True investment, the search for some future benefit in exchange for the assumption of risk, lies beyond the confines of what we know, can see and count, are told, and believe in, and what lies beyond that in new territories, with wider horizons, and new perspectives. Truly successful investing takes us past our historic experiences, and the confinement’s of perceived knowledge. We go beyond our wildest imagining. It is Socratic. It is questioning the question.
Psychologically of course, this is difficult. Most of us think of ourselves as too reserved, incapable, or possibly too introverted to get involved in active investing. It’s too tempting to play it safe. We have been conditioned or “controlled” to prefer the soft, comforting, blanket of the past with its perfect (correlated) vision. We prefer correlation and, that other banality, an ‘absence of volatility’. The past makes us all experts (if not geniuses).
But these strange times should remind us that, if we value our capital, active investing isn’t optional. Fighting to preserve our wealth and build a better financial future, rather than failing with the herd, has become a necessity. Much like our broader world, now is the time for action, not passivity. The DNA of the stock market is one of belief, artistry, activism, and entrepreneurialism. The Y chromosome is risk and the X chromosome reward. Genetics reveals the mean, cruel, and random nature of science. The genetics of the stock market are no different.
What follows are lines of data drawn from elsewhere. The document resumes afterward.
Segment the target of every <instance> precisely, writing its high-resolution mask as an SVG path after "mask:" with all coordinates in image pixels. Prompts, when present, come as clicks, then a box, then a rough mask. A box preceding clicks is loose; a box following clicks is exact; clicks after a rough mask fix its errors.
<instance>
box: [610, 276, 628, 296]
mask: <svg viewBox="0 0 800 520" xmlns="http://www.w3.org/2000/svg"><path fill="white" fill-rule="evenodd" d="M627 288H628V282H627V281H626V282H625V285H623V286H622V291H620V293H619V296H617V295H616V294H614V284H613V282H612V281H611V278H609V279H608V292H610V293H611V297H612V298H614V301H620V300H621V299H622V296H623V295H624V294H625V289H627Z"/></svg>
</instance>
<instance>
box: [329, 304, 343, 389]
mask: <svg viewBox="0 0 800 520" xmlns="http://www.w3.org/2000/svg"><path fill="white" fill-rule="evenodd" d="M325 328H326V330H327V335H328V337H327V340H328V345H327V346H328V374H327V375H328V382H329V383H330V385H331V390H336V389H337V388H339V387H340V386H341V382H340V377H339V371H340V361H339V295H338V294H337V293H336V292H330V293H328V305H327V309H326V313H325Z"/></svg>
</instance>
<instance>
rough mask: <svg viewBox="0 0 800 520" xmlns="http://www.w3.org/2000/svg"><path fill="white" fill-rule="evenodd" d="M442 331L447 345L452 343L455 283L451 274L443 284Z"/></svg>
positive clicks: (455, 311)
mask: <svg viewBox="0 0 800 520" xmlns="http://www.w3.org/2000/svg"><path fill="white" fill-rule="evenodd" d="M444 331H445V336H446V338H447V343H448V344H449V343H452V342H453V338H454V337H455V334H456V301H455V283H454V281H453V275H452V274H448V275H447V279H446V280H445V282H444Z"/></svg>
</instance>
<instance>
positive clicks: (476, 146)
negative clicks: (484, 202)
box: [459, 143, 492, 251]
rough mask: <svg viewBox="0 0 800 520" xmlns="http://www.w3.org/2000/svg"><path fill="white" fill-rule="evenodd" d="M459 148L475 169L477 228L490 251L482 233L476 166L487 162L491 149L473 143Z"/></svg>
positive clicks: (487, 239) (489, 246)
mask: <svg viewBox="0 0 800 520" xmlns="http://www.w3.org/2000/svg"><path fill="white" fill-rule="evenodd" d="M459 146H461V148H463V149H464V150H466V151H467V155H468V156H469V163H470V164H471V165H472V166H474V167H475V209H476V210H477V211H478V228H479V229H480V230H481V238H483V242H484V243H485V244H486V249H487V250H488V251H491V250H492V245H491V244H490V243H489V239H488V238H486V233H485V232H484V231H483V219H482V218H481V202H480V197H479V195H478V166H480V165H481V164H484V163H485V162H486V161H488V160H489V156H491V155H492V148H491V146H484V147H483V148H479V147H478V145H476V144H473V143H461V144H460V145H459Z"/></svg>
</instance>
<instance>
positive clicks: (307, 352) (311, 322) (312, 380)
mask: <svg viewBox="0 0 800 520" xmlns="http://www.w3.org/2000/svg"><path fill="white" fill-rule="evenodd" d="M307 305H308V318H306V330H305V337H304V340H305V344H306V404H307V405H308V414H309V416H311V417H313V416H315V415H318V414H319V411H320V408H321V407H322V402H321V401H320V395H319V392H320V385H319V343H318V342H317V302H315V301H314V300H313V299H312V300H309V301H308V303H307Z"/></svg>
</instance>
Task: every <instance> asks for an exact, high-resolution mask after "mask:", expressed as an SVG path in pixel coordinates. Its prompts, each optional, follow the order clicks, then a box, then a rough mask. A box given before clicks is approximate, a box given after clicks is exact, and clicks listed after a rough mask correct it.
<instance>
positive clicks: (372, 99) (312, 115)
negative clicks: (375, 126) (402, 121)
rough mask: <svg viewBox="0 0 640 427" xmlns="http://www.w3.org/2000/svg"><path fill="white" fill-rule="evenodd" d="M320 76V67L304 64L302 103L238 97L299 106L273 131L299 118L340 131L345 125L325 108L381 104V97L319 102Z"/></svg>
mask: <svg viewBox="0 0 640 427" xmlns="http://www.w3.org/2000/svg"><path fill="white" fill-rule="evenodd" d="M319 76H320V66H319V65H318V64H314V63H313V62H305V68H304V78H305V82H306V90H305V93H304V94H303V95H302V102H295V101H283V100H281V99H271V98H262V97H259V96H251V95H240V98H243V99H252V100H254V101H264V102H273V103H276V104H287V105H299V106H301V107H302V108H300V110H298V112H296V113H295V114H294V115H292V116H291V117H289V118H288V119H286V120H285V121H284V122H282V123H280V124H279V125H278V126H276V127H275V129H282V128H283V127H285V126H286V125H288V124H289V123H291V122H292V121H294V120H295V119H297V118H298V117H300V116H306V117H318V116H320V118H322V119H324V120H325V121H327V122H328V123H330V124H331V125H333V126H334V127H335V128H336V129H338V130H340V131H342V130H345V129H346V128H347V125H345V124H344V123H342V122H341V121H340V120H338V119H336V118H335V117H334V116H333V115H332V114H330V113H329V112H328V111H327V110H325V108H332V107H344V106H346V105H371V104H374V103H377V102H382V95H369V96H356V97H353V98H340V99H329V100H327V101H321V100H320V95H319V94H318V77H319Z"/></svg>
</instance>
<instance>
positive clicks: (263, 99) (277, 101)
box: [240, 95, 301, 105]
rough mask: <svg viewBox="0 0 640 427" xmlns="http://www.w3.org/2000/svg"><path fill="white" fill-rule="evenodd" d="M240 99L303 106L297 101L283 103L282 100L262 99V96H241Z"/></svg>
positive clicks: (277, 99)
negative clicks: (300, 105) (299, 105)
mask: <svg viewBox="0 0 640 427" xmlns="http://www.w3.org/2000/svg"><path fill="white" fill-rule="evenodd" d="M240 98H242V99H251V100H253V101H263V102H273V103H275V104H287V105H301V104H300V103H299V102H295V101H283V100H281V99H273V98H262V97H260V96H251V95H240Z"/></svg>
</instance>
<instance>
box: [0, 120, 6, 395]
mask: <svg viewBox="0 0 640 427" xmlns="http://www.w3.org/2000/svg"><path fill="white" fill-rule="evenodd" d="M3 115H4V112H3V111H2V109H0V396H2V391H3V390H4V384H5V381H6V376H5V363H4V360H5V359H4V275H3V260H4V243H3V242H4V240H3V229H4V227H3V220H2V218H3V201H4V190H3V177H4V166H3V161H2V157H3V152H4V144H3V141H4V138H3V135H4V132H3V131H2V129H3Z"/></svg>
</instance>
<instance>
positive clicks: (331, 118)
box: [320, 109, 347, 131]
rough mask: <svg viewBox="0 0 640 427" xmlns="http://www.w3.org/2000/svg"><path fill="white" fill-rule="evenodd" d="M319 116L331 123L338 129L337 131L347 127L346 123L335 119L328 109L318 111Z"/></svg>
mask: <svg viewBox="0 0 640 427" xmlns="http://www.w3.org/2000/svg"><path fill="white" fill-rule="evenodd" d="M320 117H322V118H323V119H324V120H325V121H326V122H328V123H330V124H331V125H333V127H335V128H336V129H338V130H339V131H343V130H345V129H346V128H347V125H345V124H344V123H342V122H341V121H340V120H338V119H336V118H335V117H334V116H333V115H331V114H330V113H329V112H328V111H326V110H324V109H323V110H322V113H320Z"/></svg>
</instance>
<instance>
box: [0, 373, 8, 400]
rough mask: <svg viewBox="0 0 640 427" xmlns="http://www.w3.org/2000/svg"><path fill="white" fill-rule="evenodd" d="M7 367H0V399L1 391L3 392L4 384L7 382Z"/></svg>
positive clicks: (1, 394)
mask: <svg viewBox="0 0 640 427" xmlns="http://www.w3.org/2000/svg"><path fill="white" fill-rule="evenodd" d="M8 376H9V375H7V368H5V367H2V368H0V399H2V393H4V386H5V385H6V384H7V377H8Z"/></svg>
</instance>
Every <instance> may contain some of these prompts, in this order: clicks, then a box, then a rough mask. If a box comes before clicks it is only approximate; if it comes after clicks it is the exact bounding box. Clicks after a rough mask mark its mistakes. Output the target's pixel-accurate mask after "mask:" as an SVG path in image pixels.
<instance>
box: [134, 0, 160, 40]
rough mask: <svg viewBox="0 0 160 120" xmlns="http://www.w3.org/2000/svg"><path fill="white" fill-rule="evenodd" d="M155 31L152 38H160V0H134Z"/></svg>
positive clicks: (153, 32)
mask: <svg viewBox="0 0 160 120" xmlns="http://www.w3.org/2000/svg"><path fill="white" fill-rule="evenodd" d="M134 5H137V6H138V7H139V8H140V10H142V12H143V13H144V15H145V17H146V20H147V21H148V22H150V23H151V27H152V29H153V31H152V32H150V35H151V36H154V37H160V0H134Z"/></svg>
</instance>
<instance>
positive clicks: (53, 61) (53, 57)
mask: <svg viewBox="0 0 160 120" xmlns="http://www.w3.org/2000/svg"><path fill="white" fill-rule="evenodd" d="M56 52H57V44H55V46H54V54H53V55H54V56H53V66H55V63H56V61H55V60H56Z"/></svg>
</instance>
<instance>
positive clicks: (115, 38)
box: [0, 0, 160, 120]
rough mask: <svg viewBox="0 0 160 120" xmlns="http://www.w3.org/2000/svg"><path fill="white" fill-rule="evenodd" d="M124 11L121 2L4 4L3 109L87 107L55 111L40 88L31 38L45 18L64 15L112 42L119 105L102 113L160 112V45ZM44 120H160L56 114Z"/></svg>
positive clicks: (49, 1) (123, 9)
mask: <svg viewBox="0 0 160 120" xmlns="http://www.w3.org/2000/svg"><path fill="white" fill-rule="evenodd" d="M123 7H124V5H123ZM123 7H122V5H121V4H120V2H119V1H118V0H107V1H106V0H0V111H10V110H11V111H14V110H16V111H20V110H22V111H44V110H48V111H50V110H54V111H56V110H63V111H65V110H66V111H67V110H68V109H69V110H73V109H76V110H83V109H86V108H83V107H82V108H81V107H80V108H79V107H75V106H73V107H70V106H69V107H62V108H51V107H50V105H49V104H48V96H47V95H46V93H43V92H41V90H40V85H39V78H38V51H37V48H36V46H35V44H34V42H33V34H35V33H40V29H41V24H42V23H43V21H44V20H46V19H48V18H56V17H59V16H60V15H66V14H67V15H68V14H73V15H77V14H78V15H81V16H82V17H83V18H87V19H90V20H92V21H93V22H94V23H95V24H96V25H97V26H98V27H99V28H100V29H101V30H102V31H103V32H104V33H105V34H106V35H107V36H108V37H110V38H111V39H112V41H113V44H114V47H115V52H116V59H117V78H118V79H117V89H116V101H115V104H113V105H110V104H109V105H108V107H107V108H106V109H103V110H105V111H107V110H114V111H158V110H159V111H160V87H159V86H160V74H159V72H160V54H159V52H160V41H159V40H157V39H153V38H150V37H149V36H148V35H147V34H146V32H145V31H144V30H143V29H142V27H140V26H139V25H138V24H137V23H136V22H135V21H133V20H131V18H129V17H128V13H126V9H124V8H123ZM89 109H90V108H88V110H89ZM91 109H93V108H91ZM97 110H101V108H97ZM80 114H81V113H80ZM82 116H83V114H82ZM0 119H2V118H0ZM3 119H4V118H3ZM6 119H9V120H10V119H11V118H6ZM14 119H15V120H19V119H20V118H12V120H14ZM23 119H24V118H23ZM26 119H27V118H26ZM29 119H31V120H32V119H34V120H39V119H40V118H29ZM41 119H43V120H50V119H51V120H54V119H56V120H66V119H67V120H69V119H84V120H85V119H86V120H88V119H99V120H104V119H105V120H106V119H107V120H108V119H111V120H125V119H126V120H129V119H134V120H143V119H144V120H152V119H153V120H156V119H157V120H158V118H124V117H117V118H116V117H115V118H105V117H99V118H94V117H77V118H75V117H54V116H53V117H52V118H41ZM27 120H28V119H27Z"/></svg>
I believe we are experiencing something geneticists call “genetic drift”. This describes random fluctuations in the numbers of gene variants in a population. Genetic drift takes place when the occurrence of variant forms of a gene, called alleles, increase and decrease by chance over time. Once it begins, genetic drift will continue until the involved allele is either lost by a population or until it is the only allele present in a population. Genetic drift can cause a new population to be genetically distinct from its original population, which has led to the hypothesis that genetic drift plays a role in the evolution of new species. Recently Exxon was removed from the Dow Jones index, leaving just one oil company, Chevron, amongst the constituents. Exxon had been a member of this power club for 100 years. Such is the nature of Genetic drift.
We thought we had tamed the wildness of markets. We thought investing in a passive strategy overcame this wildness , the otherness, and shear strangeness that lies at the heart of our world, including our investment world.
The idea of re-wilding is fast emerging as a compelling approach to conservation and sustainability, indeed one which might be vital to a continuing and flourishing future world. Rewilding is about allowing nature to make a return after centuries of human control and management. It could be one of the most important ideas we have had for a very long time. I believe it is.
Perhaps our investment approach is crying out for a similar rewilding.